[Gllug] Anyone having broadband (probably PlusNet) problems today?

Russell Howe rhowe at wiss.co.uk
Mon Mar 28 21:22:51 UTC 2005


On Thu, Mar 24, 2005 at 08:49:05PM +0000, Ian Norton wrote:
> On Thu, Mar 24, 2005 at 12:22:06AM +0000, Russell Howe wrote:
> > On Thu, Mar 24, 2005 at 12:04:00AM +0000, Chris Bell wrote:
> > > Another way would be to use a PCI modem in the firewall box.
> > 
> > Yes, this is an option, although there seem to exist no such devices
> > with open source drivers.
> 
> The drivers for the connexant based pci modems arent fully opensource, (it has
> firmware it uploads to the ARM on the modem afaik) but I've had it
> running perfectly fine for about 4 months, it needs a redial occasionally but
> that could just be my local loop,

Disclaimer: There are many people on the 'net (and probably on this
list) who know more about this than me. Still, I just got back from a
weekend without IP connectivity and I feel the need to send a large
email to a mailing list.

I would be suprised if the binary part is firmware uploaded to the card.
I suspect it is binary code which is loaded into your kernel and
executed there. That's what things like the Unicorn drivers do (for the
Bewan cards), the nvidia closed-source drivers and the Atheros
802.11a/b/g madwifi drivers do.

The madwifi driver only loads a small binary chunk, apparently, which is
to do with setting power and frequency output of the card - their
argument is that they can't opensource it due to FCC regulations.
Doesn't matter now - the OpenBSD folks have kindly reverse-engineered
it, and so has someone else, according to a posting on lkml.

Compare this to some other devices (RAID cards? I don't know) which
actually have a microprocessor onboard, and whose drivers upload binary
firmware on startup in order that the hardware is usable. This code runs
on the hardware itself and not as part of the operating system.

There is a big difference between the two - binary code running as part
of your kernel can do pretty much anything e.g. corrupt your hard drive,
open a listening network port, allow compromises or, more likely, just
be generally unstable and poorly written. As they're closed source
you're relying on a closed community to provide a decent bit of
software.

Contrast this with firmware, which doesn't share the kernel's address
space and which interacts with the kernel over a well-defined interface
(e.g. the PCI bus or USB). Sure, if the hardware of the card is capable,
the firmware can do bad things, including data corruption, crashing
(although only that piece of hardware would crash), DoS'ing the bus the
hardware's connected to, perhaps, etc, but the scope of the harm caused
is much more limited and outside of the OS's control, typically. Any
vendor producing such firmware is unlikely to be very highly regarded!

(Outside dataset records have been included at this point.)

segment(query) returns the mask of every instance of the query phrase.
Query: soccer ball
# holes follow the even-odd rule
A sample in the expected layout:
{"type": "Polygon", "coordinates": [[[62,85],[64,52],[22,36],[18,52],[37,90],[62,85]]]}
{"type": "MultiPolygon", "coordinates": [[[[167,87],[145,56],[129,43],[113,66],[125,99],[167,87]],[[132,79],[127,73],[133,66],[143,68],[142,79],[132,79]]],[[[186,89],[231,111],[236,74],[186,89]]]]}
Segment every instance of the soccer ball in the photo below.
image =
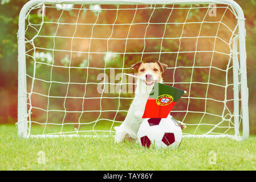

The distinction between binary drivers and binary firmware
(s/binary/closed source/g, if you wish) is a big one, and an important
one. The moment you load binary code into a GPL kernel (and please,
someone, correct me if I'm wrong here), you are no longer running free
software, and you cannot (under the terms of the GPL) redistribute that
modified kernel, withough including the source for the changes you made,
which you of course don't have, as you mixed it with a binary module.

This is why you won't see any distributions with the nvidia module
provided 'out of the box' as it were, or if you do, those distributions
will have to be very careful with their method of bundling the binary
code.

PS - I don't mean to suggest that you don't know the above, but I think
it's a point of interest within the open source community at present
(closed source drivers are now in common use, as is closed source
firmware), and it might be of interest to someone, somewhere.

-- 
Russell Howe       | Why be just another cog in the machine,
rhowe at siksai.co.uk | when you can be the spanner in the works?